Awan tidak mencegah. Ia hanya berkata, “Aku akan menunggumu di titik terakhir. Pulanglah setelah kamu selesai berdamai, ya?”
Tempat itu hanyalah rumah tua di pinggiran kota. Dindingnya berlumut, pagar besinya berkarat. Tapi dari jendela, tampak seorang lelaki tua sedang menyiram tanaman. Keyla berdiri beberapa saat, menatap sosok yang ia kenal hanya dari kenangan masa kecil.
Ayahnya.
Lelaki itu menoleh, dan untuk sesaat waktu seperti berhenti.
“Keyla…?” suaranya parau, nyaris tak percaya.
Keyla tidak langsung menjawab. Ia hanya melangkah pelan, mendekat, dan berdiri di depan lelaki yang pernah menjadi pusat dunianya.
“Aku nggak datang untuk marah,” ucap Keyla akhirnya. “Aku cuma… mau tanya kenapa.”
Ayahnya menghela napas panjang. “Karena waktu itu, aku merasa dunia terlalu berat. Aku gagal jadi suami. Gagal jadi ayah. Dan aku… memilih pergi karena aku pikir kalian akan lebih baik tanpaku.”
Keyla menahan napas, dadanya sesak. “Kami nggak butuh ayah yang sempurna. Kami cuma butuh ayah yang tetap tinggal.”
Lelaki itu menangis. Tangan tuanya gemetar. Tapi Keyla tidak datang untuk menyakiti. Ia sudah cukup lelah membenci.
“Aku nggak datang buat mengungkit semuanya,” lanjutnya pelan. “Aku datang… buat memaafkan. Meskipun ayah nggak pernah kembali.”
Tangis ayahnya pecah. Keyla memeluknya, pelan. Bukan karena luka itu sudah sembuh. Tapi karena ia tak mau lagi membiarkan luka itu membusuk dalam diam.
Beberapa jam kemudian, Keyla kembali ke kota. Awan menunggunya di halte bus, seperti yang ia janjikan.

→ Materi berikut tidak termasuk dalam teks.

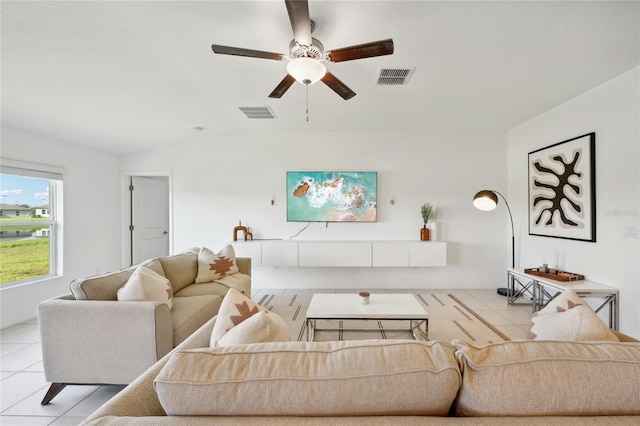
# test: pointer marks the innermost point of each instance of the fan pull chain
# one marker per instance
(306, 87)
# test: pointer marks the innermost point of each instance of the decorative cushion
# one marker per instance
(181, 269)
(548, 378)
(569, 318)
(262, 327)
(339, 378)
(106, 286)
(212, 266)
(235, 308)
(147, 285)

“Gimana?” tanyanya lembut.
Keyla mengangguk kecil. “Aku nggak tahu apakah ini akhir dari semua sakitnya. Tapi aku tahu… aku bisa hidup lebih ringan sekarang.”
Mereka berjalan berdampingan, dan Keyla menggenggam tangan Awan.
“Memaafkan itu bukan berarti melupakan, Wan. Tapi menerima bahwa ada hal-hal yang tidak bisa kita ubah, dan kita tetap memilih untuk tidak hancur karenanya.”
Awan menatapnya penuh bangga. “Kamu hebat, Key. Bukan karena kamu kuat, tapi karena kamu berani.”
Malam itu, mereka duduk di atas jembatan kecil, menatap sungai yang mengalir tenang. Dan seperti sungai itu, Keyla membiarkan kenangan masa lalunya terus mengalir. Tidak lagi ia genggam, tidak lagi ia lawan. Hanya dilepas—dengan ikhlas.